New Delhi:
There will be no Martha fee for jobs or college admissions for now, the Supreme Court said today, sending the broader issue of the validity of that fee to a larger bank. Chief Justice of India SA Bobde will accept a call on the constitution of the largest court, the court said in response to petitions that challenged the law, arguing that the total quota now exceeds the 50 percent limit set. by the superior court. .
While the ruling has halted admissions under the Maratha quota for this year, admissions to graduate courses will not be altered, said the three-judge tribunal of Justices L Nageswara Rao, Hemant Gupta and S Ravindra Bhat, which issued the verdict.
Maharashtra had passed a law, the Socially and Educationally Backward Classes Act (SEBC), in 2018, which allowed a 16 percent reserve for Marathas in educational institutions and government positions.
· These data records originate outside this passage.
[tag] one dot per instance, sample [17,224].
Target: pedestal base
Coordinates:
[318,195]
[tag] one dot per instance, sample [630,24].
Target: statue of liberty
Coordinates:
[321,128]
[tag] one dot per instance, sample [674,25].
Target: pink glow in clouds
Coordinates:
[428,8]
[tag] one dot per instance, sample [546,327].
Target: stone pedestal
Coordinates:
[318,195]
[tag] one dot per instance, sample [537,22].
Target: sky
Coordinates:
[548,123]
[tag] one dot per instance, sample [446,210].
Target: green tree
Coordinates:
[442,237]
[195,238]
After the law was challenged, the Bombay High Court “upheld the constitutional validity of the law. The court, however, reduced the amount of the fee, saying it was not “justifiable.”
In July, following the order of the high court, the Maharashtra government reduced the Maratha reserve from 16% to 12% in educational institutions and to 13% in government positions.
The Superior Court decision was challenged in the Supreme Court by several petitioners. One of them, who represented the non-profit organization “Youth for Equality”, argued that the quota law “violated the limit of 50 percent of the reserve set by the higher court in its historic ruling in the Indira case. Sahwney, also known as the “Mandal Verdict”.
In July, the Supreme Court refused to temporarily freeze the Bombay High Court order.
The state government, anticipating a challenge to the reservation law, had previously filed a qualification in the superior court saying that “an ex-parte order should not be issued on any ground challenging the judgment of the superior court without listening to the state.”